Figure 8 shows the variation of normalised jet penetration distance with Richardson number determined from measurements of the temperature field. Penetration is defined rather arbitrarily as the distance from the jet exit to the location at which the normalised wall temperature falls to about a value of 0.02.
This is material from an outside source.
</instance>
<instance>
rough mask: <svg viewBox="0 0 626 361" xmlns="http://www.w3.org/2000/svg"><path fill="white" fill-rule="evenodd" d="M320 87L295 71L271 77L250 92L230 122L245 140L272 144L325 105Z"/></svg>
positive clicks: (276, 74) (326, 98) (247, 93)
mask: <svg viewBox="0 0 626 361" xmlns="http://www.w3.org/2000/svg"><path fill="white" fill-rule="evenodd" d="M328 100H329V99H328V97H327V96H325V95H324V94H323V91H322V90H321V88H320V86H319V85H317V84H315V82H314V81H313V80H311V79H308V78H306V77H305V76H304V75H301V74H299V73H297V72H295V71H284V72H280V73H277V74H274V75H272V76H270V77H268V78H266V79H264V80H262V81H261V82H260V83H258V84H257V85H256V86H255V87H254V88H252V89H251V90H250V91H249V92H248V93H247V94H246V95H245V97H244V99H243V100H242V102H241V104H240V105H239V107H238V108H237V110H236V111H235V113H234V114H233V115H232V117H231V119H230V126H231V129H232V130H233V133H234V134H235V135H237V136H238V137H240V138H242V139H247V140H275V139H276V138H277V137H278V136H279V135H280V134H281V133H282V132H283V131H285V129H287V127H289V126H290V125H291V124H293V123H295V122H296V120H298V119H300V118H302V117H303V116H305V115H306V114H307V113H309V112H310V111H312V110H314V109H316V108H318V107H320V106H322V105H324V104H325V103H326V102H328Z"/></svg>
Figures 9 and 10 show the effects of velocity ratio for isothermal and non-isothermal flows respectively, by comparing plots of the mean and fluctuating velocity fields and for the non-isothermal velocity also the temperature fields for velocity ratios ${\displaystyle V_{chan}/V_{jet}}$ of 0.077 (also shown in earlier plots) and 0.15. It should be noted that the values of the measured turbulent kinetic energy, ${\displaystyle \kappa }$, are based on measurements of two of the three components of the turbulent intensity, namely those along the vertical and the horizontal cross-channel directions. Starting with the isothermal case in Figure 9, the effective doubling of the up-flow velocity appears to reduce the penetration length by a factor of about four. The maximum ${\displaystyle \kappa }$ level is not significantly affected, but the higher up-flow severely limits the size of the high ${\displaystyle \kappa }$ region. The non-isothermal comparisons in Figure 10 show that while the increase in up-flow again reduces the penetration length, this reduction is not as strong as in the isothermal case. On the other hand, the increase in up-flow now also limits the spreading of the jet across the channel more markedly than in the isothermal case.